時は幕末、会津藩士・高坂新左衛門(こうさか・しんざえもん)は、尊王攘夷派との抗争に身を投じる誇り高き武士であった。
ある日、彼は京都の路地裏で長州藩士と斬り合いの最中、突如として空が光り、落雷に打たれる
。次の瞬間、彼が目を覚ましたのは、まったく見知らぬ場所――それは現代の日本、しかも時代劇の撮影現場だった。
新左衛門は、周囲の人々が自分の斬り合いを“演技”だと思っていることに困惑する。最初は混乱するものの、やがて彼がタイムスリップしたことに気づく。
戸惑いながらも、新左衛門は映画の世界で“斬られ役”として生きていくことを決意する。彼の真摯な所作と殺陣の技術はスタッフたちを驚かせ、次第に撮影現場で注目される存在となっていく。
一方で、現代社会に馴染めない武士の姿が笑いを誘いつつも、彼の誠実な人柄は人々の心を動かしていく。
撮影現場のスタッフや俳優、特に若手監督との交流を通じて、新左衛門は武士としての誇りと新たな生き方の狭間で葛藤する。
やがて彼は、ただ“斬られる”だけの存在ではなく、物語の中でも重要な役割を果たすようになり、現代に生きる意味と使命を見出していく。そして彼が見せる“真の武士道”は、現代人の心にも変化をもたらしていくのだった。
『侍タイムスリッパー』は、過去と現代が交錯する中で、「生きるとは何か」「誇りとは何か」を問いかけるヒューマンドラマであり、武士の魂が現代に蘇る痛快な時代劇タイムスリップ作品。
現代の医者が過去に戻ったり、江戸時代の武士が現代の日本に現れてその腕っぷしを生かしたりなど、そのキャラが生きている時代とは別の時代に行って活躍するという物語はよくありますよね。
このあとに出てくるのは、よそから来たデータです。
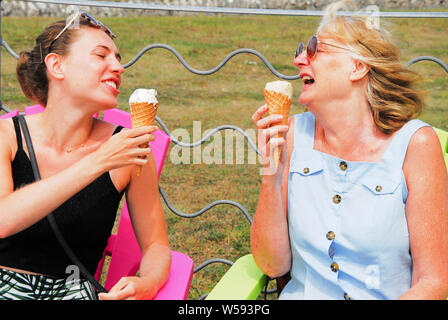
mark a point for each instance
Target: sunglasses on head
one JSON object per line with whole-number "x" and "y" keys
{"x": 94, "y": 22}
{"x": 311, "y": 48}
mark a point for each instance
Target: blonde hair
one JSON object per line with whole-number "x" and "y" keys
{"x": 393, "y": 90}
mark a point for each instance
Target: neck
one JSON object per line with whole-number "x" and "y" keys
{"x": 347, "y": 130}
{"x": 65, "y": 127}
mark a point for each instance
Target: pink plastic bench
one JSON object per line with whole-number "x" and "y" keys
{"x": 123, "y": 247}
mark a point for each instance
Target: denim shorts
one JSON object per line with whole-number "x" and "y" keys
{"x": 24, "y": 286}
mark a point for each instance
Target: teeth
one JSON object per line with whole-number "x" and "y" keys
{"x": 307, "y": 79}
{"x": 112, "y": 84}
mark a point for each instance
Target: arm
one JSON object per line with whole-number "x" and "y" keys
{"x": 427, "y": 216}
{"x": 269, "y": 231}
{"x": 149, "y": 225}
{"x": 120, "y": 150}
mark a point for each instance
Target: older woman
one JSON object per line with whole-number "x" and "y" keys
{"x": 86, "y": 165}
{"x": 358, "y": 206}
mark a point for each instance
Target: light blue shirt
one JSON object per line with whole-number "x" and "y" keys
{"x": 347, "y": 221}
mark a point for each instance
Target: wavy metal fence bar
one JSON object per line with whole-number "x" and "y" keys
{"x": 213, "y": 70}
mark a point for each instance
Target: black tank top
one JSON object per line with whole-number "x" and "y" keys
{"x": 85, "y": 220}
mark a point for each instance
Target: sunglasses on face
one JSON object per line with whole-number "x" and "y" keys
{"x": 94, "y": 22}
{"x": 311, "y": 48}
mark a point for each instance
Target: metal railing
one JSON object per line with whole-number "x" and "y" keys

しかし、この侍タイムスリッパーの面白いなと思った点は「斬られ役」として武士を活躍させたという点にあります。
世間から斬られ役として高い評価を受けて、評判になることにも納得がいきます。だって本物の武士なんだもん。
かつ、時代劇の台本を通じて、自分が生きていた時代の先行きがどうなったかを自然に知れたりなど、物語にも幅が持たせやすいので、よくそんな設定が思いついたなと感心しました。
そして、監督・脚本・編集などを務めたのは安田淳一氏。
限られた予算と人員で制作されたにもかかわらず、その完成度の高さと熱量が話題を呼び、第48回日本アカデミー賞で優秀作品賞をはじめとする複数の部門で受賞するなど、高い評価を受けました。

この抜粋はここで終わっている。